По прошествии десяти минут появился капитан: он нарядился в свою самую красивую одежду и держал в руке бутылку липарийского муската, которую он после долгих предисловий решился нам предложить. Мы весьма охотно согласились, и он явно был как нельзя более тронут нашей благосклонностью.

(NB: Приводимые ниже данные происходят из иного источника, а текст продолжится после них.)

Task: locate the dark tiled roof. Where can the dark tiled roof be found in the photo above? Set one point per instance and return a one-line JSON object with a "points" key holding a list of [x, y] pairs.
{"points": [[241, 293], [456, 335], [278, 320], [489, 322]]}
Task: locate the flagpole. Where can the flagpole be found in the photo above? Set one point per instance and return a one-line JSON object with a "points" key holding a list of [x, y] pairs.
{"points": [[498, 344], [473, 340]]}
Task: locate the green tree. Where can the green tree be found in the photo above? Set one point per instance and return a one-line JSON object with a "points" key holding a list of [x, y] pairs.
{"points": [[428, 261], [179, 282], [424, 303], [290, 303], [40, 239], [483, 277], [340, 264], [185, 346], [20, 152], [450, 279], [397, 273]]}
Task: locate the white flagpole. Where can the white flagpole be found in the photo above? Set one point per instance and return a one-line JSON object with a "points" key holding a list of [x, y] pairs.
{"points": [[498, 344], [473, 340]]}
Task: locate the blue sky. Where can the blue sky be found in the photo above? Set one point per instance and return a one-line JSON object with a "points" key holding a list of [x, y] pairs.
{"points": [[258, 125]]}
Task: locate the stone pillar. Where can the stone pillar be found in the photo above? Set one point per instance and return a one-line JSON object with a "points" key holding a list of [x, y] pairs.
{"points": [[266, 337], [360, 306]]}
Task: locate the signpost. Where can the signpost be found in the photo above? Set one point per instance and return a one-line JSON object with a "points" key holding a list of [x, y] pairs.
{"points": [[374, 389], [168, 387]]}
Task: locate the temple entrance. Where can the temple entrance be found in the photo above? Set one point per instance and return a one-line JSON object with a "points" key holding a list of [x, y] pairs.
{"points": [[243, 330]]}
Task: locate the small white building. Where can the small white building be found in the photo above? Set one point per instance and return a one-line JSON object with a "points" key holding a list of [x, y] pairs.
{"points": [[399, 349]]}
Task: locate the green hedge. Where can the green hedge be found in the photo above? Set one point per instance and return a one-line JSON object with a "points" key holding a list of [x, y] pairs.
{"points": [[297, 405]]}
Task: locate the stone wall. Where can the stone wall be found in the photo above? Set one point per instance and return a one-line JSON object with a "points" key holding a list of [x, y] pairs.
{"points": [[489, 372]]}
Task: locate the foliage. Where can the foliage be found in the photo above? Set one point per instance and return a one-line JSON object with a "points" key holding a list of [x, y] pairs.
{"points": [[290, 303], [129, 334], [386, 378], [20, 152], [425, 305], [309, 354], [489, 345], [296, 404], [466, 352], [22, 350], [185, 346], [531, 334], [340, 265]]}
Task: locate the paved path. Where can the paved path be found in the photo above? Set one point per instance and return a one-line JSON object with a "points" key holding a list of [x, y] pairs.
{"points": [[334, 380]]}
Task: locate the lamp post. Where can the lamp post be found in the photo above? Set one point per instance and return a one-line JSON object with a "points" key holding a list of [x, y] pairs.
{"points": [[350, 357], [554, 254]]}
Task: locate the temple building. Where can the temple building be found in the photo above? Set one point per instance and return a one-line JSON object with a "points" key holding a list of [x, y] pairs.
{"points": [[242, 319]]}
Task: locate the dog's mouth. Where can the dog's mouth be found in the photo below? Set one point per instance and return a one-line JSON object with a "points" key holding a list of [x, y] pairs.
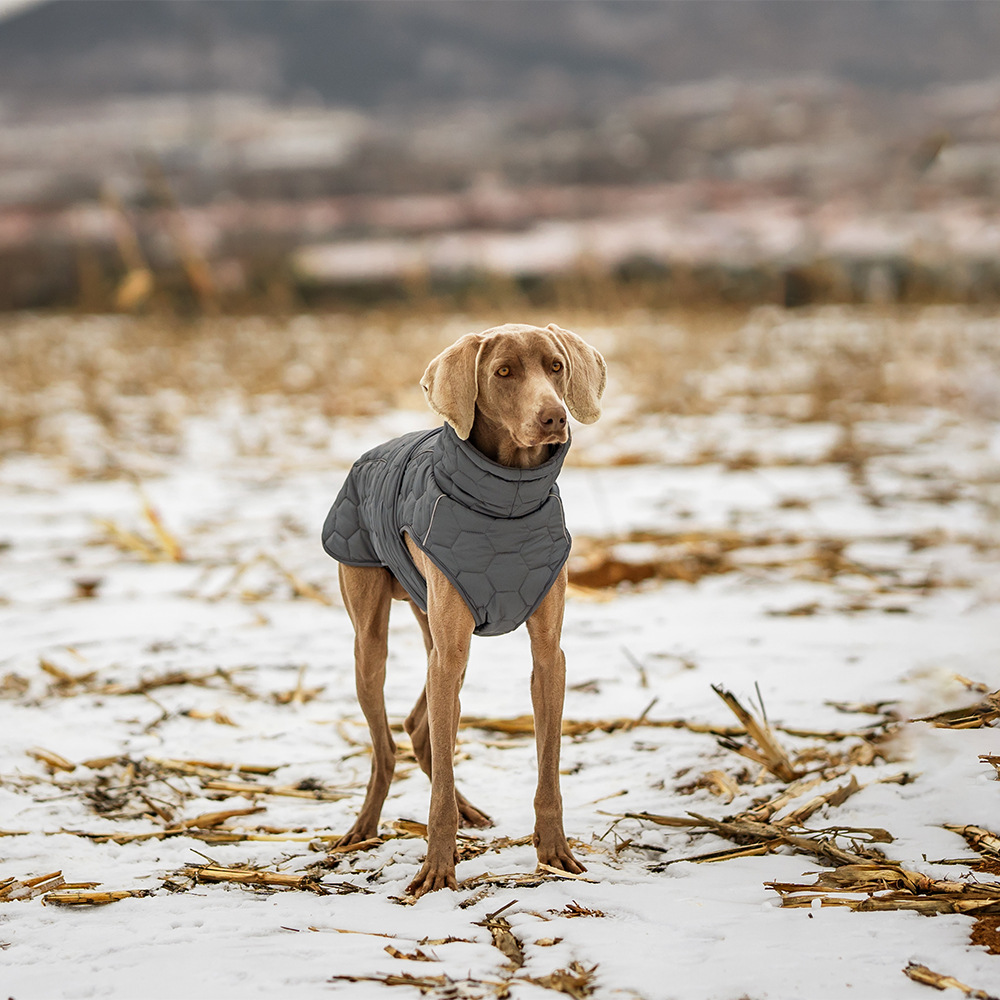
{"points": [[551, 437]]}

Капитан Арена был превосходный человек, у которого, на наш взгляд, имелся только один недостаток: он сохранял по отношению к Жадену и ко мне слишком раболепную почтительность. Это мешало установить между нами тот быстрый и непринужденный обмен мыслей, благодаря которому я надеялся отчасти погрузиться в жизнь сицилийцев. Я нисколько не сомневался, что у всех этих людей, закаленных в трудностях, привычных к бурям, с детства бороздящих Средиземное море во всех направлениях, нашлось бы что нам порассказать о преданиях своего края или о собственных приключениях, и рассчитывал, что подобные рассказы на палубе помогут скоротать эти прекрасные восточные ночи, во время которых бдение становится более сладким, чем сон; но мы прекрасно понимали, что добиться этого можно, лишь пройдя долгую дорогу, и решили начать с капитана, чтобы позднее, шаг за шагом, дойти до простых матросов.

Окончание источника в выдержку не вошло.